MessageSujet: LA NAISSANCE Dr Mary STERLING   Mar 8 Déc - 16:00

LA NAISSANCE

En vérité, en vérité, je te le dis, si quelqu'un ne nait d'eau et d'esprit il ne peut entrer dans le royaume de Dieu; ce qui est né de la chair est chair, et ce qui est né de l'esprit est esprit ». (Jésus à Nicodème. Jean : 3 : 5)

— « Si vous ne changez et ne devenez comme les petits enfants, vous n'entrerez pas dans le royaume (la royauté) des cieux. Celui qui se rendra humble comme ce petit enfant sera le plus grand dans le royaume des cieux ». (Mathieu 18: 3).

Nous avons tous chanté «Noël, Noël, voici le Rédempteur et notre cœur s'est rempli de joie et de reconnaissance envers le Maitre dont nous avons cru suivre l'Évangile, l'enseignement. Nous avons chanté Jésus mais nous n'avons pas compris qu'en fait, nous le trahissions, car il ne veut pas être adore, il veut être suivi. « Je suis venu » dit-il « pour que les brebis aient la vie et qu'elles l'aient abondante), et, plus tard, Il vous est avantageux que je m'en aille, car si je ne m'en vais pas, vous ne recevrez point le Consolateur, l'Esprit de Vérité qui vous enseignera toutes choses ».

Jésus est venu nous apprendre la Vie, il est venu nous révéler notre origine divine, il est venu pour nous démontrer que par notre réceptivité — et non pas seulement par notre foi — envers la Source de notre Être, rien ne nous est impossible.

Mais nous avons relégué ce Maitre des maitres au rang de statue à laquelle nous avons prodigué les fleurs et l'encens, les génuflexions et tous les signes extérieurs d'obédience. II n'en veut pas. « Pourquoi m'appelles-tu bon ? Un seul est bon, Dieu », dit-il. Il n'a point dit «adorez-moi», mais «suivez-moi. Certes, cela est infiniment plus difficile ; donner des fleurs, de l'encens, réciter des incantations, des prières toutes faites, cela ne coûte pas grand chose. Il en va tout autrement, car « la porte est étroite lorsque, réveillés du sommeil hypnotique du monde des apparences, nous décidons enfin de suivre notre divin Modèle, de faire, d'être ce qu'il a dit, ce qu'il a fait, ce qu'il EST.
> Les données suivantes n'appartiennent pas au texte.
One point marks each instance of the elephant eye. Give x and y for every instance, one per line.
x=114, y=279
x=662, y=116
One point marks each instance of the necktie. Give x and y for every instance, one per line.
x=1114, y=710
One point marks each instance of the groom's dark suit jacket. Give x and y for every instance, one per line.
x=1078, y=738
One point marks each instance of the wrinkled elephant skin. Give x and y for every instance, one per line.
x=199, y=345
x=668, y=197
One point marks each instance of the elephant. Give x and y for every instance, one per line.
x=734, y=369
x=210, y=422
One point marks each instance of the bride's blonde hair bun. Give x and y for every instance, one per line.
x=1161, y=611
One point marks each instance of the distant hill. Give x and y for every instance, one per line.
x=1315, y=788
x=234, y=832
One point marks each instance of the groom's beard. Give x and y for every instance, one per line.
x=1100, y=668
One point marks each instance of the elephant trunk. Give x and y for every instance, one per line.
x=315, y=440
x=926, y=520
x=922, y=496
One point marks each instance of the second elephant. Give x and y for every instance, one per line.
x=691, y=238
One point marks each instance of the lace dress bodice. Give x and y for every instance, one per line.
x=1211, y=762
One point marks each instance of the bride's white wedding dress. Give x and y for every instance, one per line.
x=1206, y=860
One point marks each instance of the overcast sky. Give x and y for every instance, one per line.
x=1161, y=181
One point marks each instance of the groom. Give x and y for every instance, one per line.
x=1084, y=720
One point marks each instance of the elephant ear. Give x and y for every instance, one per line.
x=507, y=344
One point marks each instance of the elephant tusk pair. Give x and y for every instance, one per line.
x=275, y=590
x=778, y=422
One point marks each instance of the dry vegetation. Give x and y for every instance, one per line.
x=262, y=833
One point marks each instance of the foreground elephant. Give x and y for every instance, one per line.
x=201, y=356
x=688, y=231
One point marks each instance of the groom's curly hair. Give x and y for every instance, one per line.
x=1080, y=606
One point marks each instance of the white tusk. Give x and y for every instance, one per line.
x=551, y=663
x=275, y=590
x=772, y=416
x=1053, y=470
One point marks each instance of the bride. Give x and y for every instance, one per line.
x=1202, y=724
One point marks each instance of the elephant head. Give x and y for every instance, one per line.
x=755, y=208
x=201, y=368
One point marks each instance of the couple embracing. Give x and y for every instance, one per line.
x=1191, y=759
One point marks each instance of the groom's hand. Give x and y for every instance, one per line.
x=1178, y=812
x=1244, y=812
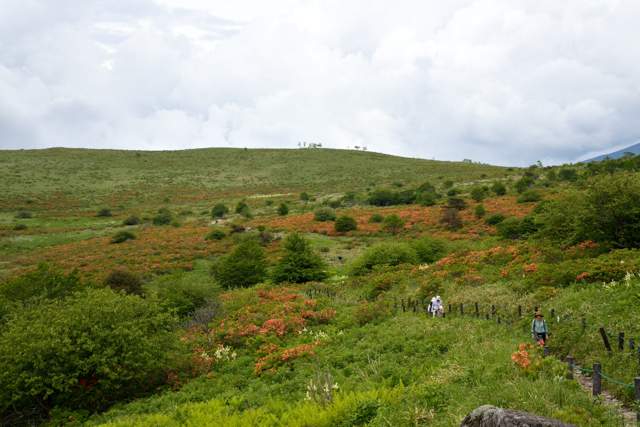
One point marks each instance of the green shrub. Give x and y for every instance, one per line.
x=392, y=224
x=510, y=227
x=499, y=188
x=345, y=223
x=122, y=236
x=241, y=206
x=283, y=209
x=45, y=282
x=219, y=210
x=163, y=217
x=429, y=249
x=215, y=234
x=84, y=351
x=245, y=266
x=104, y=212
x=426, y=199
x=376, y=218
x=383, y=254
x=324, y=214
x=131, y=220
x=299, y=263
x=529, y=196
x=22, y=214
x=495, y=219
x=181, y=293
x=121, y=279
x=477, y=194
x=451, y=218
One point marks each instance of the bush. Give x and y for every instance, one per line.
x=324, y=214
x=457, y=203
x=477, y=194
x=383, y=254
x=429, y=249
x=510, y=227
x=426, y=199
x=499, y=188
x=241, y=206
x=299, y=263
x=529, y=196
x=495, y=219
x=122, y=279
x=219, y=210
x=182, y=294
x=215, y=234
x=283, y=209
x=131, y=220
x=121, y=236
x=376, y=218
x=85, y=351
x=244, y=267
x=163, y=217
x=393, y=224
x=345, y=223
x=104, y=212
x=44, y=282
x=451, y=218
x=22, y=214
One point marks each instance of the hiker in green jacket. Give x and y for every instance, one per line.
x=539, y=331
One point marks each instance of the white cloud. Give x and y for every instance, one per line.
x=492, y=80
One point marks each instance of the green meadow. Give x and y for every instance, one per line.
x=125, y=302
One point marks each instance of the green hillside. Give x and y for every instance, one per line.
x=302, y=301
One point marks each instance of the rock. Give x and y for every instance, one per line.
x=490, y=416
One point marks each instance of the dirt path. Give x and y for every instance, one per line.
x=609, y=400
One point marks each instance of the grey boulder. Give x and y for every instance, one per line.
x=490, y=416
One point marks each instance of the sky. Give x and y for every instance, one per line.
x=495, y=81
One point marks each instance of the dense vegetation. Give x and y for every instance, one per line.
x=266, y=287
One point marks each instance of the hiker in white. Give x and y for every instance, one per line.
x=436, y=306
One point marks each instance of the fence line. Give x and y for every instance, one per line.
x=597, y=371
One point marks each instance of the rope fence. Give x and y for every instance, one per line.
x=417, y=305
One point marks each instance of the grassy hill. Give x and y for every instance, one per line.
x=343, y=351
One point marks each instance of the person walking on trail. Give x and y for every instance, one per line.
x=539, y=331
x=436, y=306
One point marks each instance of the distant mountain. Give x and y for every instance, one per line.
x=635, y=149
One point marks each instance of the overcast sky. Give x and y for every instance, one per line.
x=496, y=81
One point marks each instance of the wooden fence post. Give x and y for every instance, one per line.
x=605, y=339
x=636, y=380
x=597, y=379
x=569, y=360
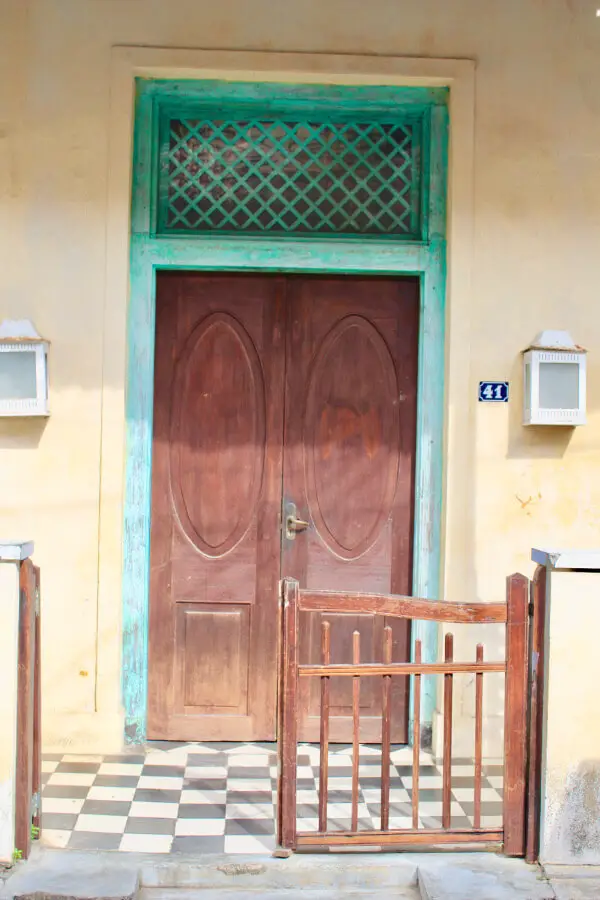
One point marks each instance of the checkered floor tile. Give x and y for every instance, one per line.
x=220, y=798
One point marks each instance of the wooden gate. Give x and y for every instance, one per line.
x=513, y=613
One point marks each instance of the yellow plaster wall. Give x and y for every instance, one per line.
x=535, y=264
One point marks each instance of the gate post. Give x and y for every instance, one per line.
x=288, y=732
x=515, y=714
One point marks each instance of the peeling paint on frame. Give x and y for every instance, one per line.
x=150, y=253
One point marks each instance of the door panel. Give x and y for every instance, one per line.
x=342, y=353
x=350, y=415
x=215, y=545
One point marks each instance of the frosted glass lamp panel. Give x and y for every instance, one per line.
x=18, y=375
x=559, y=385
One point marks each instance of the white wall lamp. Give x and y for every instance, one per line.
x=23, y=370
x=554, y=380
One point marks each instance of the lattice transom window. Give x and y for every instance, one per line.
x=280, y=177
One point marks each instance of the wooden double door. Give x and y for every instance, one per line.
x=283, y=445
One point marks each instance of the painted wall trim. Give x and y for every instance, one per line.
x=129, y=63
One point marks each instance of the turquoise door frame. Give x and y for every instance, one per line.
x=151, y=253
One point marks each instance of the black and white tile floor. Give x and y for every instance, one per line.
x=220, y=798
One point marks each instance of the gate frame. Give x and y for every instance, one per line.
x=514, y=613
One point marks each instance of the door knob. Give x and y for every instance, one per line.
x=293, y=525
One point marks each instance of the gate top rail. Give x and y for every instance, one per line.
x=401, y=607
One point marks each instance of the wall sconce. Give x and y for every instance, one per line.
x=23, y=370
x=554, y=380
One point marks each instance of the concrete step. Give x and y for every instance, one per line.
x=481, y=877
x=364, y=873
x=73, y=875
x=402, y=893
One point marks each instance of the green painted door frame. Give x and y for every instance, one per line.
x=150, y=253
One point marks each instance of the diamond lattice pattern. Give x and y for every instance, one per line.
x=282, y=177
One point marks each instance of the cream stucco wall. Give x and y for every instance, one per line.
x=534, y=264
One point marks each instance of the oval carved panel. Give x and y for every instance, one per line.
x=351, y=437
x=217, y=436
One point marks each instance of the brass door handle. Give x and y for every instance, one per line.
x=293, y=525
x=296, y=525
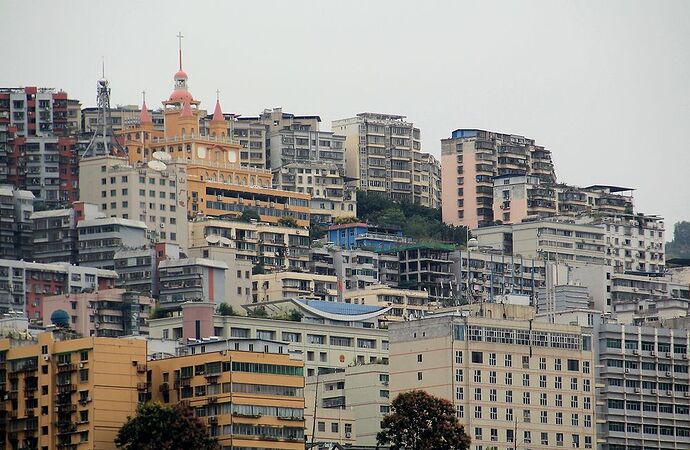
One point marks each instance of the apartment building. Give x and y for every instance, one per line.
x=290, y=138
x=513, y=381
x=238, y=276
x=405, y=304
x=273, y=246
x=471, y=159
x=121, y=117
x=332, y=194
x=426, y=267
x=104, y=313
x=217, y=183
x=248, y=392
x=383, y=152
x=99, y=239
x=286, y=285
x=72, y=394
x=635, y=243
x=351, y=404
x=489, y=275
x=253, y=138
x=551, y=240
x=156, y=196
x=55, y=237
x=643, y=373
x=427, y=180
x=192, y=279
x=330, y=335
x=522, y=197
x=363, y=235
x=16, y=232
x=40, y=152
x=356, y=268
x=24, y=285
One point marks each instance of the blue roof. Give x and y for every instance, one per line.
x=345, y=309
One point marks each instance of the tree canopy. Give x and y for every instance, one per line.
x=419, y=222
x=164, y=427
x=679, y=247
x=419, y=421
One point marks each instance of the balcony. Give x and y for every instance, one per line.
x=66, y=367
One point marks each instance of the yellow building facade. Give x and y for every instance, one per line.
x=69, y=394
x=217, y=184
x=248, y=399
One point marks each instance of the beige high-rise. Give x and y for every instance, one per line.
x=512, y=380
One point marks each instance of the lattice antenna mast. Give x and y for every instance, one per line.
x=103, y=141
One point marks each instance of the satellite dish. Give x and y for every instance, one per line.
x=156, y=165
x=162, y=156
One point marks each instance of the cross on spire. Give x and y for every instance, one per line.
x=179, y=39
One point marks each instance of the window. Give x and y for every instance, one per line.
x=478, y=357
x=478, y=394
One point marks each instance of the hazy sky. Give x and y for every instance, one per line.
x=605, y=85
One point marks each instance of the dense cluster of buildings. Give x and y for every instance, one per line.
x=177, y=261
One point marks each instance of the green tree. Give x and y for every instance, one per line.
x=226, y=310
x=164, y=427
x=419, y=421
x=250, y=214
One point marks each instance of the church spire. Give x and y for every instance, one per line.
x=218, y=112
x=144, y=115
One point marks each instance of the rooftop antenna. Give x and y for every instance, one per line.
x=179, y=39
x=103, y=141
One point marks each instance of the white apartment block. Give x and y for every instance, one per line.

Et c'est alors notre Noël personnel. C'est alors que le Christ, Conscience de notre divine nature, « vient au monde », c'est-à-dire qu'il nait dans notre cœur pour transformer notre univers. C'est alors que, naissant « d'eau et d'esprit » , purifiant notre cœur par notre réceptivité à l'Esprit, nous sommes à même d'entrer dans notre royaume, de prendre possession de notre royauté. Car, vous le savez bien, il ne s'agit pas de gagner un lieu mais un état de conscience.

Je voudrais méditer avec vous ce soir, en cette veillée de Noël, sur la naissance du divin Prototype afin que nous voyions un peu dans quelle mesure elle a inspiré — ou va inspirer notre renaissance à l'Esprit de Vérité.

Relisez I ‘Évangile selon Luc. Vous observerez que la venue du Messie, du Sauveur, est précédée de la naissance du Précurseur, Jean le Baptiste, celui qui baptise d'eau, en attendant celui qui confère le baptême de l'Esprit, le baptême de l'Entendement divin.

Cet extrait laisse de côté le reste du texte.